"Когда я вошел в банкетный зал, секретарь объявил мне, что выступать я буду вторым, а первым выступит наш всеобщий старейшина Бернард Шоу. Я струхнул. Я уже знал красноречие Шоу, неотразимое, ироническое, всесокрушающее. В своих речах он использовал политику выжженной земли, не оставляя за собой буквально ничего. Какой же невыразительной покажется моя чисто профессорская речь после этого адского пламени! Я сел за стол рядом с Шоу и признался ему в своем беспокойстве.
- Вы совершенно правы,- сказал он мне со своей обычной свирепой непринужденностью. - После меня любой оратор покажется бесцветным.
За кофе он поднялся. Распорядитель в красном фраке и с огромным молотком в руке призвал присутствующих к молчанию, и Шоу, воинственно выставив бороду, начал:
- Бедный старина Уэллс! Вот и вам перевалило за седьмой десяток. А мне скоро перевалит за восьмой... Почему все хохочут? Потому что радуются, что скоро отделаются и от меня и от вас...
Потом он рассказал о том, что сегодня утром встретился со своими австралийскими друзьями, которые спросили, почему это в честь такого юбилея король не пожаловал Уэллса званием лорда.

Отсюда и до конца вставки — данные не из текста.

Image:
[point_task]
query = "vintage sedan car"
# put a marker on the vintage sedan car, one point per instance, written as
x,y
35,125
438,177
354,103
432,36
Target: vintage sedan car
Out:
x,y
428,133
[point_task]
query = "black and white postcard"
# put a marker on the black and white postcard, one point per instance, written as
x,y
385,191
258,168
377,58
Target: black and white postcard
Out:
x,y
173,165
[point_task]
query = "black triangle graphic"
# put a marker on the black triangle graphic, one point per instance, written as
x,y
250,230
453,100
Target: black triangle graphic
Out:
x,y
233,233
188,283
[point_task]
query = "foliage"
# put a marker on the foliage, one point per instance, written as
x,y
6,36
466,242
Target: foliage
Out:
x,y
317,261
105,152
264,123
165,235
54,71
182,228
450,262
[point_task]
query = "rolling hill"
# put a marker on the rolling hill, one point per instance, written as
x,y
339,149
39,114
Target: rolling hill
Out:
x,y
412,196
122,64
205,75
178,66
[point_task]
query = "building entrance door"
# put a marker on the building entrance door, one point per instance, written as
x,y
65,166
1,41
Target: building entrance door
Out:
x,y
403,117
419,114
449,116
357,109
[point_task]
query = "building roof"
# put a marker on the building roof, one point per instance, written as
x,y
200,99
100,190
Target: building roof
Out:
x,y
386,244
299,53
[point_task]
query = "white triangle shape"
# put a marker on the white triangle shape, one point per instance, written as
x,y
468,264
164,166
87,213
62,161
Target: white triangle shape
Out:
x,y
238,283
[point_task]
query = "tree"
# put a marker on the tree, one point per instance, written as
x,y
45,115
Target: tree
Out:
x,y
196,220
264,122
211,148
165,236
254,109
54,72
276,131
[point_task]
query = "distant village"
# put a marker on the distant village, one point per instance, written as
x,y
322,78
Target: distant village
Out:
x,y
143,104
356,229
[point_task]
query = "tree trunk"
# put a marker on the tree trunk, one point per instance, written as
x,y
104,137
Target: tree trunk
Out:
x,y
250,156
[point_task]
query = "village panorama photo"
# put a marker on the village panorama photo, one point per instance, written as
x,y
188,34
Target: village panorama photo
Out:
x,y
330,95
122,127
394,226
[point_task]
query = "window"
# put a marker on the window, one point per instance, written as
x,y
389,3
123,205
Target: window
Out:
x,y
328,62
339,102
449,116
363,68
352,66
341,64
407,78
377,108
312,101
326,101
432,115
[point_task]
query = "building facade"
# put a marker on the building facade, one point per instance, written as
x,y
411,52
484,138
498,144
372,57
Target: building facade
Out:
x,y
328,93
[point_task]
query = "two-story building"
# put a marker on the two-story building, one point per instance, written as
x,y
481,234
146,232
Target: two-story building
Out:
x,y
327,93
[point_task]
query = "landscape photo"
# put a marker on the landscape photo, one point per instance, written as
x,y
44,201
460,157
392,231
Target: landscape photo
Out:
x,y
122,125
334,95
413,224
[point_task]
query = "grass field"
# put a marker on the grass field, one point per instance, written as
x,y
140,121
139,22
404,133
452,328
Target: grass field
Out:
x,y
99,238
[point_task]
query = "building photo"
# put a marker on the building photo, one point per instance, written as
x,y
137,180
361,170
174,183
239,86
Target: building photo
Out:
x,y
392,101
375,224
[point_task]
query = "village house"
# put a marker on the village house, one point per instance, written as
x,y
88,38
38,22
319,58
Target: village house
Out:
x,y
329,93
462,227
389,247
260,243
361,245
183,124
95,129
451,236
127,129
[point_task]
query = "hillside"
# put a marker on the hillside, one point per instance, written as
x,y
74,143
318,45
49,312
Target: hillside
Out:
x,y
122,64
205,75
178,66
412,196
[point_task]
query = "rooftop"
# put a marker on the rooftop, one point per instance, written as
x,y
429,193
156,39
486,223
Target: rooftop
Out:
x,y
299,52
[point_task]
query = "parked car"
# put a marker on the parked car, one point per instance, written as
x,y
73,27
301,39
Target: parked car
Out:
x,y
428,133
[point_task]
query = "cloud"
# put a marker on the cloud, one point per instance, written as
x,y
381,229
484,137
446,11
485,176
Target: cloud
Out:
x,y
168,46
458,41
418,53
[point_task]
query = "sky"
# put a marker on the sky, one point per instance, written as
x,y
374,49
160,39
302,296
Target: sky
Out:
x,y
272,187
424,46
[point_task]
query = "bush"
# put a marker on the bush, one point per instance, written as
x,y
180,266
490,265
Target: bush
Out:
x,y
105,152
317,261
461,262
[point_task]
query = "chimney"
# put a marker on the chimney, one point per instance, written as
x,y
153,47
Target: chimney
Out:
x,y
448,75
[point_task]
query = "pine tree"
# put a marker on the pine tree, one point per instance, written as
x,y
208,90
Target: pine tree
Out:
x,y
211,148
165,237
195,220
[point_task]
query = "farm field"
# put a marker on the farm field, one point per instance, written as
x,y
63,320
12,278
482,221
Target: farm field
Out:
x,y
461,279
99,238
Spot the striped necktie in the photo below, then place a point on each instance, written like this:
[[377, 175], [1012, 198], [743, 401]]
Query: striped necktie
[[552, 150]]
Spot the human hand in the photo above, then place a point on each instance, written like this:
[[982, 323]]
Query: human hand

- Я им ответил: "А на что этому старому бедняге Уэллсу звание лорда? Он ведь даже писать толком не умеет... Впрочем, король не прочел ни строчки Уэллса. Поэтому-то он и хороший король..." Тем не менее мои австралийские друзья наседали на меня: "Нет, нет,- твердили они,- если Уэллса не сделали лордом, значит, что-нибудь говорит не в его пользу". Тут я бросился на его защиту... Я сказал: "Да нет ровно ничего, что говорило бы не в пользу нашего дорогого бедняги Уэллса. Он прекрасный сын... прекрасный отец... прекрасный брат, прекрасный дядя... прекрасный кузен... прекрасный друг..."
И это чудовище Шоу продолжал перечислять все человеческие связи, которым Уэллс был верен, но так и не сказал "прекрасный муж". А ведь все присутствующие знали, что Уэллс был весьма легкомысленным супругом, так что, чем больше родственных связей перечислял Шоу, тем громче становился смех...
Несколько месяцев спустя, встретившись с Уэллсом в Америке, я напомнил ему о том знаменательном вечере:
- В последний раз мы встретились с вами на праздновании вашего семидесятилетия.
- Ах, да, - ответил Уэллс и даже вздрогнул, так сказать, задним числом, - в тот вечер Шоу произнес воистину непристойную речь. Как это я его тогда не убил!"